Hundreds gather to honor Mary at annual National Filipino Pilgrimage
(CNS photos by Tyler Orsburn)
By Sarah Hinds
Catholic News Service
WASHINGTON (CNS) -- Hundreds of pilgrims filled the Basilica of the National Shrine of the Immaculate Conception in Washington June 28 for the 17th annual National Filipino Pilgrimage.
Juan Abello of Jersey City, New Jersey, along with his wife, daughter and niece, posed for a photo alongside a cardboard cutout of Pope Francis in the lower level of the shrine shortly before Mass began.
"This pilgrimage is a pilgrimage in honor of Mama Mary," said Abello in an interview with Catholic News Service.

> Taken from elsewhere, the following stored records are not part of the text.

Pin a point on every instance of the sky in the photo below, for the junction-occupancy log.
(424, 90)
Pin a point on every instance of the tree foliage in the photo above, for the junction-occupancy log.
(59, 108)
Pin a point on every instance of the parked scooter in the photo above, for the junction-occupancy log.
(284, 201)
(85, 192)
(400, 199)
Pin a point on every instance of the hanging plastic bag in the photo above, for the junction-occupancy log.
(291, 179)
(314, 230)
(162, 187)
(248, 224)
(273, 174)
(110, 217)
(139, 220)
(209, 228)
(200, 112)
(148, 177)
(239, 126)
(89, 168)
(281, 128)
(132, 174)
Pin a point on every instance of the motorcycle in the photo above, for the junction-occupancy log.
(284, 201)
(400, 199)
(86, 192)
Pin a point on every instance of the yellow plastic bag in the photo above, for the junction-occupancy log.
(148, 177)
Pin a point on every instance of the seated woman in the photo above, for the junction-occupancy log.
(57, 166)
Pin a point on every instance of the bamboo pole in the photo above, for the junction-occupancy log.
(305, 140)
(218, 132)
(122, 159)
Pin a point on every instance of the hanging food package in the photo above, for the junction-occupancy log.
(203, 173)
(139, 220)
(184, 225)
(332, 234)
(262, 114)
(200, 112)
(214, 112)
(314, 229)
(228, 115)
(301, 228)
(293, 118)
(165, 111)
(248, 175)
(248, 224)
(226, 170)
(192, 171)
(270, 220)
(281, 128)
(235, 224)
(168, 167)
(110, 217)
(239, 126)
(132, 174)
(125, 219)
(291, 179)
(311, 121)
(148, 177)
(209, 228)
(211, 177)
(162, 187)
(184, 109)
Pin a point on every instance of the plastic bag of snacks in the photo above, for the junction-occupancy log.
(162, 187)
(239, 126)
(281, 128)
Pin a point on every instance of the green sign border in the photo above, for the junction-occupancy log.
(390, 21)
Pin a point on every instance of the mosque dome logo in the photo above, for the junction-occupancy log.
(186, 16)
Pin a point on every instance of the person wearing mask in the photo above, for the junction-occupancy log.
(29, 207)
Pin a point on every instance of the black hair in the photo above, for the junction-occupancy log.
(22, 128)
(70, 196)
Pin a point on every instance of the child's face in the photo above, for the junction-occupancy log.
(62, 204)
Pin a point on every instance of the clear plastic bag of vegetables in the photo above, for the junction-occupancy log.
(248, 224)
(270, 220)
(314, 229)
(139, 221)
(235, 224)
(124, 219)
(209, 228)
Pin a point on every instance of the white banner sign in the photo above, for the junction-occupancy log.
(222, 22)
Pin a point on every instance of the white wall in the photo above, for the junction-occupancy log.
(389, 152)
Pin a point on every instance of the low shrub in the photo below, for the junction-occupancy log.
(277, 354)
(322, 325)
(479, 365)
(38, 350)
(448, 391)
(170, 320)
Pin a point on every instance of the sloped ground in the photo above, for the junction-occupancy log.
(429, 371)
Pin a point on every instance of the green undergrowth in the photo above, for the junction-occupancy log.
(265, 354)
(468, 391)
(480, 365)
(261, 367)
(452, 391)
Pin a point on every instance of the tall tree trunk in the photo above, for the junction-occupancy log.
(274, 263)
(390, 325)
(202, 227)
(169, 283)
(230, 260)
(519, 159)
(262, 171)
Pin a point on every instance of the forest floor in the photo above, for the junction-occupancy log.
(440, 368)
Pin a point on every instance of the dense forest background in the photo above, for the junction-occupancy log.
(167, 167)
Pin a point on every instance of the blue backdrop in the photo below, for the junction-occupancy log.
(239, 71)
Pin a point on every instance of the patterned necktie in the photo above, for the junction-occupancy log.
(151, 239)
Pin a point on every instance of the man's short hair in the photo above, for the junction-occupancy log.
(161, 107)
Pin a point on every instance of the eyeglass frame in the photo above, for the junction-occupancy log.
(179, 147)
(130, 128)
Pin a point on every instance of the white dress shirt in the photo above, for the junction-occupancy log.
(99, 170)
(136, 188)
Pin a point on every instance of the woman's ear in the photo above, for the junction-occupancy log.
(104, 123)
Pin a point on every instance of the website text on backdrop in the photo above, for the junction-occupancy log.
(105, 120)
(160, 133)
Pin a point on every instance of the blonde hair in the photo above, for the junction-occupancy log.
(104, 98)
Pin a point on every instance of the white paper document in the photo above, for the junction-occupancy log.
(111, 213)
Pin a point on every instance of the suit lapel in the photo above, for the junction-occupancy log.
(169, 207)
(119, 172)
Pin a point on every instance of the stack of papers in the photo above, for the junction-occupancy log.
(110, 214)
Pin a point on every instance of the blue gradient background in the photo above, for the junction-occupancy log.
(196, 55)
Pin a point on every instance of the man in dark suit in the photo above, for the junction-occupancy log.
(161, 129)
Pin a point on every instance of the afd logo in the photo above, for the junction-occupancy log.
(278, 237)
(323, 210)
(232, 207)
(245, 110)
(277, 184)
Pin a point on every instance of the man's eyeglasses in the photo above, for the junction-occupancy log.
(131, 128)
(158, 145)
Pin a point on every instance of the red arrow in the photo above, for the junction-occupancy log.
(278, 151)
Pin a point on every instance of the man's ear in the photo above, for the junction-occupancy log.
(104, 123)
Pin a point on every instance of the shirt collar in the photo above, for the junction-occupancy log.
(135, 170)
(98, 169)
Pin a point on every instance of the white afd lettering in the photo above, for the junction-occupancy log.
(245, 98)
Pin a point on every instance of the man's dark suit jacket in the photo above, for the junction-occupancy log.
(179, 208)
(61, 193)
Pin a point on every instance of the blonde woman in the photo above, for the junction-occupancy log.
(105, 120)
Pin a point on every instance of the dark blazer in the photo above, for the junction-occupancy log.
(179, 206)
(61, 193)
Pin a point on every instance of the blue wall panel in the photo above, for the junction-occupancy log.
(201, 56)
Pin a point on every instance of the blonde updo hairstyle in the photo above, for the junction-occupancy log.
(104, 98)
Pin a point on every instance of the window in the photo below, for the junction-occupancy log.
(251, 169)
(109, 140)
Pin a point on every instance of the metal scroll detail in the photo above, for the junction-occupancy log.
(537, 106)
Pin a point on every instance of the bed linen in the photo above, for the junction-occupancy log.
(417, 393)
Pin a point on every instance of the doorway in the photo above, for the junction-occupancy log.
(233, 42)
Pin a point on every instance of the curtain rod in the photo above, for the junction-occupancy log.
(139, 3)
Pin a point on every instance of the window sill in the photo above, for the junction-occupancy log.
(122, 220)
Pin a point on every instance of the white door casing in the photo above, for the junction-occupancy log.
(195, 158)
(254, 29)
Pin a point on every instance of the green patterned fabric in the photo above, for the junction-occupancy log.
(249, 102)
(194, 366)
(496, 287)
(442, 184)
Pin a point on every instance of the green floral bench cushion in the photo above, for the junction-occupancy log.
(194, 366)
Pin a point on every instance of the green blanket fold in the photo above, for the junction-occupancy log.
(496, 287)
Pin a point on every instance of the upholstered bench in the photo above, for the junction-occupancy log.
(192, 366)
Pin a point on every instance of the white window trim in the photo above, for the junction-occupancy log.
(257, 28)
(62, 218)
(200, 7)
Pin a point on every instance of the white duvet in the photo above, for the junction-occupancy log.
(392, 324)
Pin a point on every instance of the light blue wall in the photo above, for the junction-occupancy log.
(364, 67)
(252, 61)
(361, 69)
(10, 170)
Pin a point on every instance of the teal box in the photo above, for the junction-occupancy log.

He and his family made the pilgrimage for the second year in a row with a prayer group to express their devotion to Mary. Abello's niece, Julianne, explained how her mother sewed a necklace of flowers to place on a statue of Our Lady of Antipolo at the shrine.
Devotion to Our Lady of Antipolo, also known as Our Lady of Peace and Good Voyage, is popular among Filipino Catholics.
Abello and others were looking forward to the afternoon Mass celebrated by Cardinal Luis Antonio Tagle of Manila, Philippines. "Cardinal Tagle is famous in the Philippines. ... It's a big honor for us to be present and see him in person," said Abello.
In his homily, Cardinal Tagle said that a pilgrimage has two components: the obvious physical movement from one place to a sacred site, but also the "change of mind and heart, the conversion experience" that occurs when one encounters God.
The cardinal noted how the Holy Family made the pilgrimage to Jerusalem each year for Passover. "I believe it was this yearly pilgrimage that led Jesus to a deep realization of who he was. ... It led the child Jesus on a journey in faith and identity as the son of God," said Cardinal Tagle.
Likewise, when they discovered the 12-year-old Jesus was missing, Mary and Joseph embarked on a second pilgrimage in their return to Jerusalem to search for him.
"This is an important pilgrimage that all of us must undertake, a pilgrimage in search of Jesus," the cardinal said. "Is Jesus the one that is paramount in our minds and our hearts? Engage in a pilgrimage looking for Jesus. ... Every moment can be a pilgrimage if you're looking for Jesus."
Cardinal Tagle continued, saying that after Mary and Joseph found Jesus in the temple with the teachers, he obediently returned to their home "to prepare for that day when he would engage in a long pilgrimage of public ministry, leading to Calvary, the tomb, and then waking up in the presence of the Father."
"This too is the pilgrimage that we all must take, the pilgrimage of mission. Mission is a never-ending pilgrimage that gives meaning to our lives. What is your mission in life? What does God want you to do?" he said.
"Life is a pilgrimage," Cardinal Tagle concluded. "It is a pilgrimage of mission. And for those of us who are not yet clear about our mission, don't worry. The Blessed Mother and St. Joseph, who brought Jesus a number of times to Jerusalem, will find us and bring us to the Father."
Every pew in the Upper Church of the shrine was filled with pilgrims, many others had to stand. Parts of the Mass were celebrated in Tagalog, and the prayer of petition was said in various Filipino dialects.
Prior to Mass, attendees participated in a novena to Our Lady of Antipolo. Prayer groups processed into the church with Marian images that later lined the front of the church as attendees prayed the rosary.
Ben Manalaysay of Ashburn, Virginia, and his prayer group processed into the church with their image of Our Lady of the Pillar.